Au coeur de l'Autre bord du lac - 1943

Au coeur de l'Autre bord du lac - 1943
Source: BAnQ - détail d'une carte postale 1943 - numérisation Gaston Gravel

dimanche 29 décembre 2013

La Chasse-galerie

Albert Jutras, habitant la rue Saint-Augustin, croyait au bon dieu bien sûr mais aussi aux bienfaits de la gomme d'épinette qu'il mâchait régulièrement.  Il mettait toute sa confiance dans l'infusion d'herbe-à-dinde pour éviter le mal de coeur et celle d'écorces de tremble pour combattre le ver solitaire.  Il croyait aussi aux mérites de l'oignon croqué tout rond et des combinaisons portées à l'année.  Finalement, il croyait à la Chasse-galerie.

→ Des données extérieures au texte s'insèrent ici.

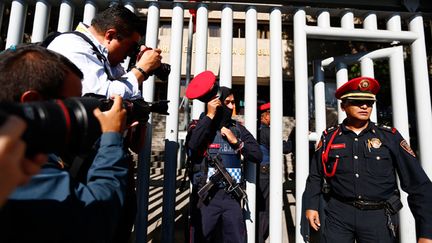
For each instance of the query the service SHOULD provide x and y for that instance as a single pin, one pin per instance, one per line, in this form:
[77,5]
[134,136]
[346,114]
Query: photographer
[53,207]
[14,168]
[115,33]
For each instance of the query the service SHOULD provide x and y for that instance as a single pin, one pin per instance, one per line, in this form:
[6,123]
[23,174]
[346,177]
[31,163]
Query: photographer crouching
[53,207]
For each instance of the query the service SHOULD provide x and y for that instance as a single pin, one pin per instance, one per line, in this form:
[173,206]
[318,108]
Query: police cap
[361,88]
[203,87]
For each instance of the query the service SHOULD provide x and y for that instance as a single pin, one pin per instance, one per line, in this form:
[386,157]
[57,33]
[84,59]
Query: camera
[68,126]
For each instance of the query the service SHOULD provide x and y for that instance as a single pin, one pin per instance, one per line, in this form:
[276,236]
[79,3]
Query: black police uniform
[264,180]
[221,207]
[361,172]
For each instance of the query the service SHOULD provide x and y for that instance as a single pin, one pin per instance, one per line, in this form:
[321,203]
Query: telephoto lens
[57,126]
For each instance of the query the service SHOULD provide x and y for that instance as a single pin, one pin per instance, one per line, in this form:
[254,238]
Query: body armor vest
[231,159]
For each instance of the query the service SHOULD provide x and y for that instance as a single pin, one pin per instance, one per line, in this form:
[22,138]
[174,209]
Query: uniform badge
[407,148]
[364,85]
[374,143]
[319,145]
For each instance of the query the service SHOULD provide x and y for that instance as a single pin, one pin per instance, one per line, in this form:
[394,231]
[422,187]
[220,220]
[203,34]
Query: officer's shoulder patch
[407,148]
[319,145]
[387,128]
[330,130]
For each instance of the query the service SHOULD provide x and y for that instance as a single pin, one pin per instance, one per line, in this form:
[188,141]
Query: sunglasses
[368,103]
[227,102]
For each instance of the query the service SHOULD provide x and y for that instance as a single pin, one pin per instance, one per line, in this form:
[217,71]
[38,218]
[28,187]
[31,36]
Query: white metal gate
[414,37]
[369,33]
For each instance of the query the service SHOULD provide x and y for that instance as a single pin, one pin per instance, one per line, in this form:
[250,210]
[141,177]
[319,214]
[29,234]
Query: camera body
[68,126]
[162,72]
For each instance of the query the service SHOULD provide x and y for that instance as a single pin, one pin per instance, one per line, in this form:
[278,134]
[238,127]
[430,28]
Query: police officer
[356,165]
[216,133]
[264,176]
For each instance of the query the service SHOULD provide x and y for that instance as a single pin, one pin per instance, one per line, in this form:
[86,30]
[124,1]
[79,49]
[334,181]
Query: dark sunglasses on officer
[368,103]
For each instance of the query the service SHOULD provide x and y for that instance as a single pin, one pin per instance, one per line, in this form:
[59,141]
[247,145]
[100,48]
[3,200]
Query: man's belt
[362,204]
[265,168]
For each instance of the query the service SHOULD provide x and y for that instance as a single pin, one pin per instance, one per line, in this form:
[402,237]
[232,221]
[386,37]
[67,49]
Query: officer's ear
[110,34]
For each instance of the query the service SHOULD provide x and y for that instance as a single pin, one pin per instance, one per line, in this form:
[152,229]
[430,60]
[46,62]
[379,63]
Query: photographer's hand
[148,60]
[15,169]
[113,120]
[212,106]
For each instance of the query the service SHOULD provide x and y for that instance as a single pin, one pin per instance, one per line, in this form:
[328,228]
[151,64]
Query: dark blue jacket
[53,207]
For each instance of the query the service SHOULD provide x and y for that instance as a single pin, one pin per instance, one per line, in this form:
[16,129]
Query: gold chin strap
[359,96]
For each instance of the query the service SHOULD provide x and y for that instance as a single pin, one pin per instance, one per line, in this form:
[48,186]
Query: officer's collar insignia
[319,145]
[338,146]
[407,148]
[364,85]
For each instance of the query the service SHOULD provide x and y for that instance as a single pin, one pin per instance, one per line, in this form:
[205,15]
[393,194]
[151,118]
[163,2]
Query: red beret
[203,87]
[361,88]
[264,107]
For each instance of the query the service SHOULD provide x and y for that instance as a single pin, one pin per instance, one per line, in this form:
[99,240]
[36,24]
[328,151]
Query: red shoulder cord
[324,156]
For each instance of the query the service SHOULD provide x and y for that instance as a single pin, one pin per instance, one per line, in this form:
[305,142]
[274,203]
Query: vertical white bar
[301,114]
[201,52]
[171,132]
[17,18]
[341,78]
[90,10]
[394,23]
[251,64]
[225,78]
[347,20]
[144,156]
[151,41]
[276,90]
[324,19]
[66,16]
[367,70]
[1,13]
[422,94]
[131,7]
[370,22]
[41,20]
[400,121]
[319,94]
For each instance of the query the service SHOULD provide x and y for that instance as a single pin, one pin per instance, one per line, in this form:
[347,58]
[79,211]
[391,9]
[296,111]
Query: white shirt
[95,80]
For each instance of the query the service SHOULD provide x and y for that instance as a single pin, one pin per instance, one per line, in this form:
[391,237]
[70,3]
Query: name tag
[337,146]
[214,145]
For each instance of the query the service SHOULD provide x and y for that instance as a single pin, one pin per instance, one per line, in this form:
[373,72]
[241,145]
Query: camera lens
[57,126]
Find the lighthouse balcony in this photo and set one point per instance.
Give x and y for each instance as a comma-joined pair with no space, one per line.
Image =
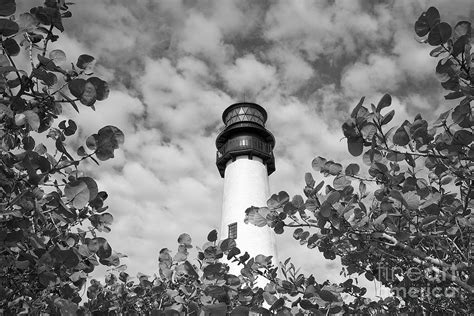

Le soir du 31 décembre, il s'habillait chaudement et sortait sur la galerie d'en-avant.  Ma mère disait alors:  "Votre grand-père attend la Chasse-galerie" et elle nous expliquait que pepére croyait à cette légende depuis qu'il avait travaillé dans les camps de bûcherons avec son père Eugène.

En 1898, Albert Jutras première rangée, deuxième à partir de la gauche.
Son père Eugène, deuxième rangée, troisième à partir de la gauche.
Il était debout sur la galerie, appuyé sur sa canne et regardait vers le nord, au-dessus de la maison des Boutet.  Ça pouvait durer quelques minutes mais certaines années, c'était plus long.  Puis il rentrait en disant:  "Y-sont passés."   Quand le ciel était très nuageux ou qu'il neigeait, il disait: "J'les ai pas vus passer mais j'les ai entendus."

On se disait qu'il était bien vieux pepére pour voir et entendre des affaires de-mêmes.  On ne savait pas trop ce qu'était la légende de la Chasse-galerie et quand on lui demandait ce qu'il avait vu,  Pepére nous racontait qu'un jour, des bûcherons avaient décidé de descendre en ville la veille du Jour de l'an pour voir leurs blondes, qu'ils étaient embarqués dans leur canot sur la neige et qu'à force de ramer, ils s'étaient envolés au-dessus des forêts et s'étaient rendus jusqu'en ville et que depuis, c'était comme ça à chaque année.  Pepère ne nous racontait pas, qu'en contrepartie, ils avaient été obligés de faire un pacte avec le Diable.  

Source:  Musée McCord
La Chasse-galerie, Henri Julien, 1906, encre sur papier
Ces huit bûcherons avaient promis de ne pas invoquer le nom de Dieu pendant le voyage et de n'accrocher aucun clocher des villages qu'ils allaient survoler.  Mais au retour, ayant un peu trop bu, ils ne purent tenir leurs promesses et le canot s'est finalement pris dans la tête d'un arbre, faisant dégringoler ses occupants à ses pieds.

Source:  BAnQ
Henri Julien, la Dégringolade, 1901, gravure

Une chose est sûre, le soir du 31 décembre, mon grand-père Albert Jutras, né en 1882, les voyait et les entendait passer dans le ciel froid de La Tuque, au-dessus des cheminées de la C.I.P. et de la rue Tessier.  Peut-être était-il déjà embarqué dans la Chasse-galerie... Peut-être aussi que tous les vieux de l'Autre bord du lac sortaient en même temps sur la galerie de leurs maisons pour la voir passer!

Bonne Année !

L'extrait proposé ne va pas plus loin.